Painéis publicitários LED estão espalhados por toda a cidade de Lisboa, como se pode ver em Benfica. (Fonte: Tiago Donato)

Contactada pela CNN Portugal, o gabinete do presidente da Câmara de Lisboa, Carlos Moedas justificou que "a atual situação resulta do contrato público para a "instalação e exploração publicitária de mobiliário urbano" que foi vencido pela empresa JCDecaux em 2017 e que, só no último ano, começou a ser implementado".

"Dar nota de que na sequência do referido concurso, estava também definido a instalação de 125 painéis digitais de grande formato", destaca o atual executivo da CML, explicando que "a opção da 2.ª Circular era uma das vias preferenciais que constava do caderno de encargos e um dos eixos definidos no concurso para a colocação de painéis de grande formato". Este é o mesmo contrato em que estavam incluídas as polémicas paragens de autocarro da capital, mas que não contempla o Lisbon Gate da DreamMedia.

O gabinete de Carlos Moedas termina a resposta realçando que "o atual Executivo ficou assim “refém” de um concurso e de opções que foram tidas em 2017", altura em que era o PS que detinha o controlo da autarquia.
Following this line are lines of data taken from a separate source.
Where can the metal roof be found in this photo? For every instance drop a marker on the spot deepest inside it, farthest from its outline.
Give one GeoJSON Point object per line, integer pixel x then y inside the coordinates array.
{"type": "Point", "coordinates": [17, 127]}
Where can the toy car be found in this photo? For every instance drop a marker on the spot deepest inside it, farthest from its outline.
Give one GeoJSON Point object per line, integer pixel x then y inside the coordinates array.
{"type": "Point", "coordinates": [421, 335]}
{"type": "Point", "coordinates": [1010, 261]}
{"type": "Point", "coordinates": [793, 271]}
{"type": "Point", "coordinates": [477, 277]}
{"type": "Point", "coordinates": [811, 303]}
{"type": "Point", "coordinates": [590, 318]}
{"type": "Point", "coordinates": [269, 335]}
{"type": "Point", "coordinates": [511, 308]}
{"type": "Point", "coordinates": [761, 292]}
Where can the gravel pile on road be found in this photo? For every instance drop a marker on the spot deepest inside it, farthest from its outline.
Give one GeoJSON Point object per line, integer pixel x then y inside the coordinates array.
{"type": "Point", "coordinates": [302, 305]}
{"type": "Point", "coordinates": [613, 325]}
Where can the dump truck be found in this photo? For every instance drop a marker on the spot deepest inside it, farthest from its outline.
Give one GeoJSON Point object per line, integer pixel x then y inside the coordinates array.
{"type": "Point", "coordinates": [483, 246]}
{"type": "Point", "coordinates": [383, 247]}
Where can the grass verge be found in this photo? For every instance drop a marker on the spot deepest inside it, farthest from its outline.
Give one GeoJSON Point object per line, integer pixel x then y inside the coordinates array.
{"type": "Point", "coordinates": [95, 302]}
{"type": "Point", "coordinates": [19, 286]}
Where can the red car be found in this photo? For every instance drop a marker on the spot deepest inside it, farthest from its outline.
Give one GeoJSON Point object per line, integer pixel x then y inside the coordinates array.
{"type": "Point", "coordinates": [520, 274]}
Os vereadores socialistas negam as acusações e falam na "opacidade" inerente a todo este processo.

O ACP garante que "não existe a menor dúvida que a publicidade, mensagens ou outro tipo de elementos que, estando muito próximos da via, ou com mensagens, ou conteúdos que pretendam chamar a atenção dos condutores, podem na sua génese ser contrários à segurança rodoviária", lembrando que este não é um problema exclusivo de Lisboa e já está a acontecer em vários concelhos do país.